SFS2X behavior at bandwidth saturation

Post here your questions about SFS2X. Here we discuss all server-side matters. For client API questions see the dedicated forums.

Moderators: Lapo, Bax

tchen
Posts: 191
Joined: 11 Dec 2010, 14:14

SFS2X behavior at bandwidth saturation

Postby tchen » 09 Feb 2011, 16:29

I am doing some load testing and am noticing that the client driver doesn't recover gracefully after experiencing packet loss. Maybe I'm doing something wrong, but my crude test consists of getting SFS's built in public message system to reflect inbound messages.

Image[/img]

At about 60+ CCU on my test rig, the outbound link on the VPS is saturated and starts to experience dropped outbound packets. At this point, some of the .NET clients throw the exception below and the disconnected bit is set (but not the events).

Code: Select all

[SFS - ERROR] TCPSocketLayer: General error reading data from socket: Invalid SFSDataType.

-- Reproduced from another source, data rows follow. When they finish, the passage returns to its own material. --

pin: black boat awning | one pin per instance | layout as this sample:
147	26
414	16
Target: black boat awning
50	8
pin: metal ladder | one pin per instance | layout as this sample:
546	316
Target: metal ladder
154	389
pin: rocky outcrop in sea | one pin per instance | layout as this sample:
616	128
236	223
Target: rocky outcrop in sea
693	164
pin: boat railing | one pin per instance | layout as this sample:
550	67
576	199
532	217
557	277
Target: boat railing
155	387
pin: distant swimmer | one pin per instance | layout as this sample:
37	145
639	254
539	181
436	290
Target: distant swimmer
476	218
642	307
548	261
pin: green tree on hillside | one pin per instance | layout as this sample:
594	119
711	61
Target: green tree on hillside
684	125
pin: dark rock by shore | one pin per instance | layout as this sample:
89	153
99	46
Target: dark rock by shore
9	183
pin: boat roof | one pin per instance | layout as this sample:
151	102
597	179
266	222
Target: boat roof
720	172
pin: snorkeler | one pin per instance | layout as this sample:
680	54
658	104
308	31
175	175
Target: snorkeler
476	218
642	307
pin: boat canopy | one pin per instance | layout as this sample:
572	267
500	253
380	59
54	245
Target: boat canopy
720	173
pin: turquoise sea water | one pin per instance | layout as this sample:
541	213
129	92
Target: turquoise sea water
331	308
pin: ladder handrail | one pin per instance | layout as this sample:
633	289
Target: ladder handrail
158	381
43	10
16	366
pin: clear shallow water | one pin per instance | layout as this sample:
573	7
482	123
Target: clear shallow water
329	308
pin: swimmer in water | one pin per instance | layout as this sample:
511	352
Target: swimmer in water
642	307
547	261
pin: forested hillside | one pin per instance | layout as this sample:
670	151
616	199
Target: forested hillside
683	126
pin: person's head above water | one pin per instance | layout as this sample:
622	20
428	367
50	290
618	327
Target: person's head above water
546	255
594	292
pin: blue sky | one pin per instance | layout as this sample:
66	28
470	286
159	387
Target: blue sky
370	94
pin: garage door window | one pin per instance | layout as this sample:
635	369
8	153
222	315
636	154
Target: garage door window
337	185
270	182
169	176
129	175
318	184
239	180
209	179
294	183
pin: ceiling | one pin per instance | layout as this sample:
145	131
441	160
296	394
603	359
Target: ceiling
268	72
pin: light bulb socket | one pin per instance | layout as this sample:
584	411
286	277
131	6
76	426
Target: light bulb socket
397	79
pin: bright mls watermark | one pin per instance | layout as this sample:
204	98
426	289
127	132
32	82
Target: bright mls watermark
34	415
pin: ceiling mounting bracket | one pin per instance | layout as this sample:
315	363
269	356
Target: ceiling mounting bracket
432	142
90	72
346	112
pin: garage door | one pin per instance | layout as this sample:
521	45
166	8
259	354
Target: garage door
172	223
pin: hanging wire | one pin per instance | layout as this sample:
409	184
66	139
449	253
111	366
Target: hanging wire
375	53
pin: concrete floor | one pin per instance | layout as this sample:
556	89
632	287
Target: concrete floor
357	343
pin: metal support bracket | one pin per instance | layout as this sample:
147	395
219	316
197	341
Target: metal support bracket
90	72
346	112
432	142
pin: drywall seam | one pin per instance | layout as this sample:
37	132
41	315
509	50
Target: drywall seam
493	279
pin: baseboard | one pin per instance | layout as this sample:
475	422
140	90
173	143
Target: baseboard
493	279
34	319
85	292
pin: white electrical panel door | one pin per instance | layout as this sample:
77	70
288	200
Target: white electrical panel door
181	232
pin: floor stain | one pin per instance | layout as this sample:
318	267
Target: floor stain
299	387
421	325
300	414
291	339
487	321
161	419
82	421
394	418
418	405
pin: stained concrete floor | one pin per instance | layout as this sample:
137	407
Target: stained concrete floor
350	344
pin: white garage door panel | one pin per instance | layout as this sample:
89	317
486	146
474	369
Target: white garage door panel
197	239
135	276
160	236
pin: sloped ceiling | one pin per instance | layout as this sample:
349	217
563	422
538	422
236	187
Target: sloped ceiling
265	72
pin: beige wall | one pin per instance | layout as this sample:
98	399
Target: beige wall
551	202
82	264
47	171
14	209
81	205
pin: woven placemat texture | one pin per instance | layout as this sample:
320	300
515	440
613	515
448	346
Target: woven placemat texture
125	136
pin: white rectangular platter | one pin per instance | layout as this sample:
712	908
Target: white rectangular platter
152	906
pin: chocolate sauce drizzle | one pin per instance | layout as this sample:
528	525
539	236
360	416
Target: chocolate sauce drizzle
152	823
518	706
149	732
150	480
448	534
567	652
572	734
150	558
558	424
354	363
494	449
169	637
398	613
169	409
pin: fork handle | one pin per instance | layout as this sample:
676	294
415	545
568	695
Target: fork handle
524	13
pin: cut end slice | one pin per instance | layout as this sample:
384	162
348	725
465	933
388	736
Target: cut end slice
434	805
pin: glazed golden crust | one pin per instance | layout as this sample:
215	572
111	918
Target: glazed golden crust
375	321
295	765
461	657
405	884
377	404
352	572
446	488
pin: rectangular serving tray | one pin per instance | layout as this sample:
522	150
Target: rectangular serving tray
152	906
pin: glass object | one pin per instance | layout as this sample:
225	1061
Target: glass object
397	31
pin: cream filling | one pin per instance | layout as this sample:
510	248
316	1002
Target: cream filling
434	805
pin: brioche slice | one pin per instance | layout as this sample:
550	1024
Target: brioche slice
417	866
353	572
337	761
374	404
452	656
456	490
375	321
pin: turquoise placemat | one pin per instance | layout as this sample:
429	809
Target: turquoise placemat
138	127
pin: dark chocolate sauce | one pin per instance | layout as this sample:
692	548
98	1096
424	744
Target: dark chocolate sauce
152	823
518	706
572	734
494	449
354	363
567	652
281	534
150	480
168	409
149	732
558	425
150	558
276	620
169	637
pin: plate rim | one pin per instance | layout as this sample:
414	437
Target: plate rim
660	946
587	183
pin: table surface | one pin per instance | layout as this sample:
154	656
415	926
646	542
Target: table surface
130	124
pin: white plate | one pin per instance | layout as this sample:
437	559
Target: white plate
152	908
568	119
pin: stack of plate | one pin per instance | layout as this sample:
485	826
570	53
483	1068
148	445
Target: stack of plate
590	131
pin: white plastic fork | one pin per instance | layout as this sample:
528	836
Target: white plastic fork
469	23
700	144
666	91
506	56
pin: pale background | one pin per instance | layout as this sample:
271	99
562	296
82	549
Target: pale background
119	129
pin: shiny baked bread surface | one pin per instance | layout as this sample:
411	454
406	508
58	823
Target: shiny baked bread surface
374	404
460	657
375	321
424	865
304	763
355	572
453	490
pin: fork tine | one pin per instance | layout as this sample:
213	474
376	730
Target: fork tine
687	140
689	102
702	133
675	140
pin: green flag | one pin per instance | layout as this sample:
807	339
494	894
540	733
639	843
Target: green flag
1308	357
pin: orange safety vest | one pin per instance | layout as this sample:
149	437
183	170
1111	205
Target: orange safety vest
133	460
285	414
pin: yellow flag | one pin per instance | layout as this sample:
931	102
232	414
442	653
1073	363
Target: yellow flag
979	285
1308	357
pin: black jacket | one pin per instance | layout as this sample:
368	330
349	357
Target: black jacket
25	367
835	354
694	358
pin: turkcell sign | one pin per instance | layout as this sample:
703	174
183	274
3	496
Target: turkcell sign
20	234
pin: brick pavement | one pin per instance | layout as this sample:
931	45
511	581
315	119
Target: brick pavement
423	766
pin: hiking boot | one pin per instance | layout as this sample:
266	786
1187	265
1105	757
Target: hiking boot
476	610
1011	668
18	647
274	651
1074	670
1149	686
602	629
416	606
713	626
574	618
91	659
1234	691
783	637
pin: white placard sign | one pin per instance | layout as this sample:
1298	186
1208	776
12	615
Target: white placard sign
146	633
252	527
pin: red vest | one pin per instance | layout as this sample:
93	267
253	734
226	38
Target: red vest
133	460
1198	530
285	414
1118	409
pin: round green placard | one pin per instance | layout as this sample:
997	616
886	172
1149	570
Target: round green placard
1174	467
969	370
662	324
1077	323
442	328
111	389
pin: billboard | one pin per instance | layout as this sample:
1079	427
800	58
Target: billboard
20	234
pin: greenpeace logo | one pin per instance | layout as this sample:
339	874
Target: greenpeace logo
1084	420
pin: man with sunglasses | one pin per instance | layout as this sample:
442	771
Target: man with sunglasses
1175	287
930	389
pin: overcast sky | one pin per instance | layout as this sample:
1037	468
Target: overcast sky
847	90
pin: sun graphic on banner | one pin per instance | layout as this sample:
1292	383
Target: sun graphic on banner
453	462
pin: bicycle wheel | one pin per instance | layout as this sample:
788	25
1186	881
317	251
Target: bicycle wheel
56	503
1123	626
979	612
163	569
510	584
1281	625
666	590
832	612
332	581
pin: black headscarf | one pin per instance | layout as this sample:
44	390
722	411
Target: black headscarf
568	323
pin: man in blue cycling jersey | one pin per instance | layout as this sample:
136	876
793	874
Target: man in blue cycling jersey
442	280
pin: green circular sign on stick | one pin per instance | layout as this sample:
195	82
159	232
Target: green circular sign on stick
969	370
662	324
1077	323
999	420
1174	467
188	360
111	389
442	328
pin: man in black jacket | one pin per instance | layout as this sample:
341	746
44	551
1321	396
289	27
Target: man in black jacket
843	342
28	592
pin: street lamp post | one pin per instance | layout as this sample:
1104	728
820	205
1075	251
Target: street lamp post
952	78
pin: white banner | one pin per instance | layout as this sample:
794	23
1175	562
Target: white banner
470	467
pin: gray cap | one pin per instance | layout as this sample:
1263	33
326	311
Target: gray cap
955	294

Expected: SFS_OBJECT, found: 66   at Sfs2X.Protocol.Serialization.DefaultSFSDataSerializer.DecodeSFSObject (Sfs2X.Util.ByteArray buffer) [0x00000]
  at Sfs2X.Protocol.Serialization.DefaultSFSDataSerializer.Binary2Object (Sfs2X.Util.ByteArray data) [0x00000]
  at Sfs2X.Entities.Data.SFSObject.NewFromBinaryData (Sfs2X.Util.ByteArray ba) [0x00000]
  at Sfs2X.Core.SFSProtocolCodec.OnPacketRead (Sfs2X.Util.ByteArray packet) [0x00000]
  at Sfs2X.Core.SFSIOHandler.HandlePacketData (Sfs2X.Util.ByteArray data) [0x00000]
  at Sfs2X.Core.SFSIOHandler.OnDataRead (Sfs2X.Util.ByteArray data) [0x00000]
  at Sfs2X.Bitswarm.BitSwarmClient.OnSocketData (System.Byte[] data) [0x00000]
  at Sfs2X.Core.Sockets.TCPSocketLayer.CallOnData (System.Byte[] data) [0x00000]
  at Sfs2X.Core.Sockets.TCPSocketLayer.HandleBinaryData (System.Byte[] buf, Int32 size) [0x00000]
  at Sfs2X.Core.Sockets.TCPSocketLayer.Read () [0x00000]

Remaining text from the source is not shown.